Elsewhere, Armour treats us to a delightful children’s skipping song from Scotland, Jeannie Jenkins, which she learned from the singing of Isla St Clair. It finds its echo in Ima Nema, a brief but beguiling snippet of Bulgarian folk song. Her stunning Lady Margaret, complete with ‘grisly ghost’, finishes the album in a suitably dark style.
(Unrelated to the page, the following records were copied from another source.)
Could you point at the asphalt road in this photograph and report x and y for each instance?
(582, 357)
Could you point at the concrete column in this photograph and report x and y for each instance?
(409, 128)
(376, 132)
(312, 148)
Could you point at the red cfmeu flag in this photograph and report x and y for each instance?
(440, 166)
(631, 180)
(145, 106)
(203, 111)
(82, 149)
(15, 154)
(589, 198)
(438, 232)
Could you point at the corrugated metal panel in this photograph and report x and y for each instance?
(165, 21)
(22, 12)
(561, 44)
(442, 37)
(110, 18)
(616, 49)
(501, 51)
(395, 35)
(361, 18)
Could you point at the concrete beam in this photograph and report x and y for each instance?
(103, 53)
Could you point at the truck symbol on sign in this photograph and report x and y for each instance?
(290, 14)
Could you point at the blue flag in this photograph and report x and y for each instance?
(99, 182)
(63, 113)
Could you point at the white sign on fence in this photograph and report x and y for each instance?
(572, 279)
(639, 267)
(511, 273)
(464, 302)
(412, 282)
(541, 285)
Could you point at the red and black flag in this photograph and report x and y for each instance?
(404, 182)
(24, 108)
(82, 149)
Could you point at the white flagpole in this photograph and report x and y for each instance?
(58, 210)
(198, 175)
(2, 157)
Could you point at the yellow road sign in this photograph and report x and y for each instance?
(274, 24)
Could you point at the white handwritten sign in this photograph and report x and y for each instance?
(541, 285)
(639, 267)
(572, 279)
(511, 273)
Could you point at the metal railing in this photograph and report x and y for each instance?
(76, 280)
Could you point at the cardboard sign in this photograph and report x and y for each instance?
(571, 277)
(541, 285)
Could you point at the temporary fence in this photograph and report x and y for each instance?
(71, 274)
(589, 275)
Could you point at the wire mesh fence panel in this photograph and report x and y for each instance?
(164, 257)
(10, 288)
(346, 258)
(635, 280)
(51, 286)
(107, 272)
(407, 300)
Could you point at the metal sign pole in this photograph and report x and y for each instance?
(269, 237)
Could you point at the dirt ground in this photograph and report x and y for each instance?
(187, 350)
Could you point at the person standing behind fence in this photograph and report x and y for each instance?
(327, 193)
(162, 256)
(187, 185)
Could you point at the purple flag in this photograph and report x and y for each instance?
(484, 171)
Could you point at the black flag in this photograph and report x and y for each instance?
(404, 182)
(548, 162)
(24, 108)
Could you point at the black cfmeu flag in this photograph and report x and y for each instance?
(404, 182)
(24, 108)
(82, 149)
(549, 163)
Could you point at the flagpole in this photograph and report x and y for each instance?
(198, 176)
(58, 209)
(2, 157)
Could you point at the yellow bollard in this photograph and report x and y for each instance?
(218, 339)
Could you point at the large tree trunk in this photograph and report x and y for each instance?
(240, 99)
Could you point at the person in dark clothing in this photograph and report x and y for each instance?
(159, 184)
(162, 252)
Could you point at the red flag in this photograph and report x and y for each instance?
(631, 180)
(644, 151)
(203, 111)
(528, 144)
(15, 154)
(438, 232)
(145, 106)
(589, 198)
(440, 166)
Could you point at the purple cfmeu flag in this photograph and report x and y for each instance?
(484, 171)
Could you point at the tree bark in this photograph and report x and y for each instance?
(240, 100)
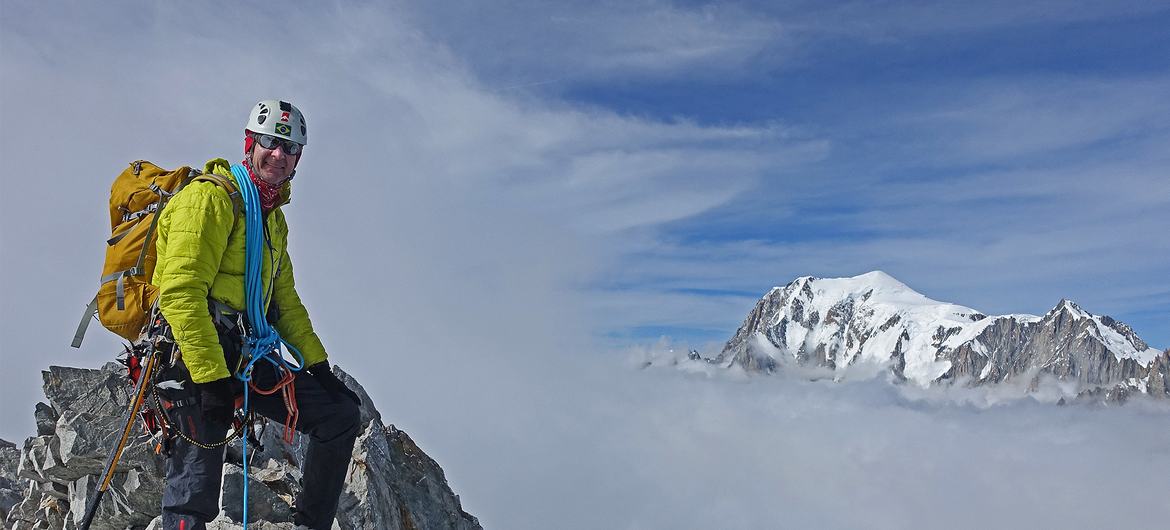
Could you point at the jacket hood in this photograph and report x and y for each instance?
(222, 167)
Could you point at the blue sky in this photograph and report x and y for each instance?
(999, 155)
(500, 199)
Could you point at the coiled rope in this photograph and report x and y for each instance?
(261, 341)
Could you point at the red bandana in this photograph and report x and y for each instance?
(269, 194)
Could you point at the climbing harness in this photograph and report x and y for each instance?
(261, 341)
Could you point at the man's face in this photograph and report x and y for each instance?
(273, 165)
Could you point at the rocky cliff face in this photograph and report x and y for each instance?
(391, 483)
(838, 322)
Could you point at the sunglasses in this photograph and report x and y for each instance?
(272, 142)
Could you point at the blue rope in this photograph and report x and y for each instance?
(262, 342)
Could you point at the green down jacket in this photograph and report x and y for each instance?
(201, 254)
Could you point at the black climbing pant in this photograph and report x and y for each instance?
(193, 474)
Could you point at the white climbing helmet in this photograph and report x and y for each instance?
(279, 118)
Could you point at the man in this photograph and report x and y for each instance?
(200, 275)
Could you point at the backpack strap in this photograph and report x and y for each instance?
(228, 185)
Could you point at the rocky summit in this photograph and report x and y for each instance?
(46, 483)
(873, 318)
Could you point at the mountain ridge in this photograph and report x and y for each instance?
(834, 323)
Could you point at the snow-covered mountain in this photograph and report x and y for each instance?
(834, 323)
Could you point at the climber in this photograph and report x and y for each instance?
(201, 280)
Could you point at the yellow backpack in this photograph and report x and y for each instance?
(137, 198)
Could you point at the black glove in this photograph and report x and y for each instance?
(217, 399)
(331, 384)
Perhaps the biggest revelation on the album is how well-suited Jinnwoo’s voice is to this kind of singing. His rendition of the title track is astonishing for its immediacy, and his voice is wonderfully rough and saturated in emotion. He carries this emotion into his own compositions, which include Garden Song, an ostensibly simple list song with its roots in a very contemporary kind of sadness. His writing is as impressive as his singing: Sea Snake Island sees him transplant ancient themes into a modern context. On Softly Spoken Man he revisits a song he had previously recorded with a full band. Once again the lyrics hint at the darkness lurking in the everyday.
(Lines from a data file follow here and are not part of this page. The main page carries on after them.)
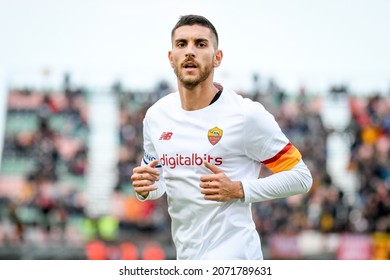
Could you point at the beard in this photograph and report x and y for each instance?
(193, 81)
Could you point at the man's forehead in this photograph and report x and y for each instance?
(192, 32)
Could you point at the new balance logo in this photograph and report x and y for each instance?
(166, 136)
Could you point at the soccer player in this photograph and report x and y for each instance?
(204, 146)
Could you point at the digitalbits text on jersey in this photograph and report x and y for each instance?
(190, 160)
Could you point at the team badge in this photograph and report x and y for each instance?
(214, 135)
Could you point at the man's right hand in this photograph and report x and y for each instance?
(144, 177)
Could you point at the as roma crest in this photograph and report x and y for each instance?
(214, 135)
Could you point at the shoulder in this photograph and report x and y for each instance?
(247, 105)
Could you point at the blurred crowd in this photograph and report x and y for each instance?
(57, 144)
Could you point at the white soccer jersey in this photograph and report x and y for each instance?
(234, 133)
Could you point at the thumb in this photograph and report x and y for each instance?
(212, 167)
(153, 163)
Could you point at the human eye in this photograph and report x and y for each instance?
(180, 44)
(202, 44)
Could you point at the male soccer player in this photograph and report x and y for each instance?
(204, 146)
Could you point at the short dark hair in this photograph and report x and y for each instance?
(195, 19)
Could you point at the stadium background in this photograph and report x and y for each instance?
(68, 148)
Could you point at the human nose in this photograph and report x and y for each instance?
(190, 51)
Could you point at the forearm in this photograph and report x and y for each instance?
(298, 180)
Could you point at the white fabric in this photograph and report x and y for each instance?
(204, 229)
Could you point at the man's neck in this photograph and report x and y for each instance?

Roberts’ My Geordie, Oh marries well-known Scottish melody to a more uncommon lyric. The final chorus, when Armstrong’s voice joins the others, reminds you of just how different, and how unique, each of these artists is. Roberts also treats us to the incredibly tender The Heathery Hills, a song of longing for a place and for a person, and Here’s A Health Unto All True Lovers, a beautiful duet with Armour taken from the singing of Mary Doran, a traveller singer from County Wexford.
Even as Frankie Armstrong enters her eightieth year, her voice is still a paragon of clarity and control. A Question is a passionate protest song of her own composition which shows a neat turn of phrase – ‘the meek shall inherit the blame’ – to go with the fiery singing. A Week Before Easter – one of the albums more well-known traditional songs – is sung with a freshness and beauty that makes its familiar melody seem new.
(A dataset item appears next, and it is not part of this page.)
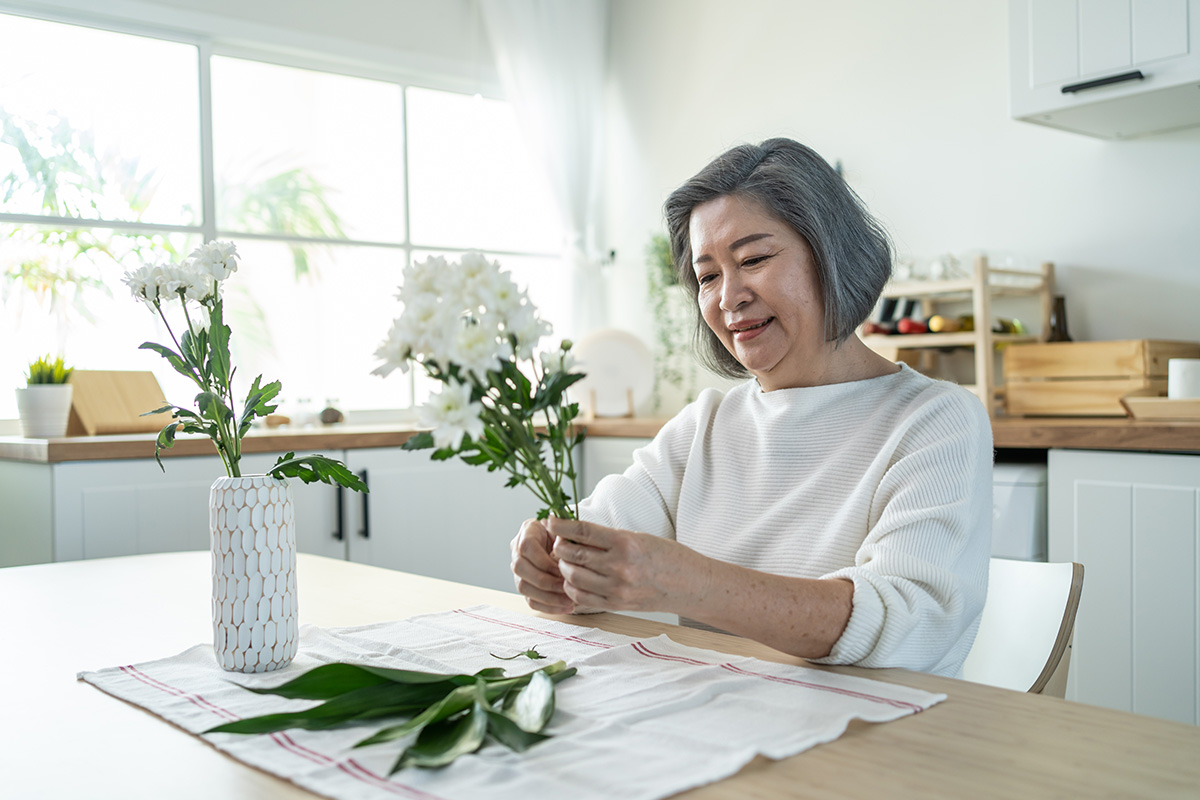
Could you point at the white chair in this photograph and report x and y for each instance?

And newness is an underestimated component of collaborations such as this one, where mainly old songs are sung in a broadly traditional way. On Green Ribbons, each singer brings something unique and subtly experimental to the table, and the result is a collection of songs that transcends genre and fuses the history of vocal music with the most exciting aspects of its present.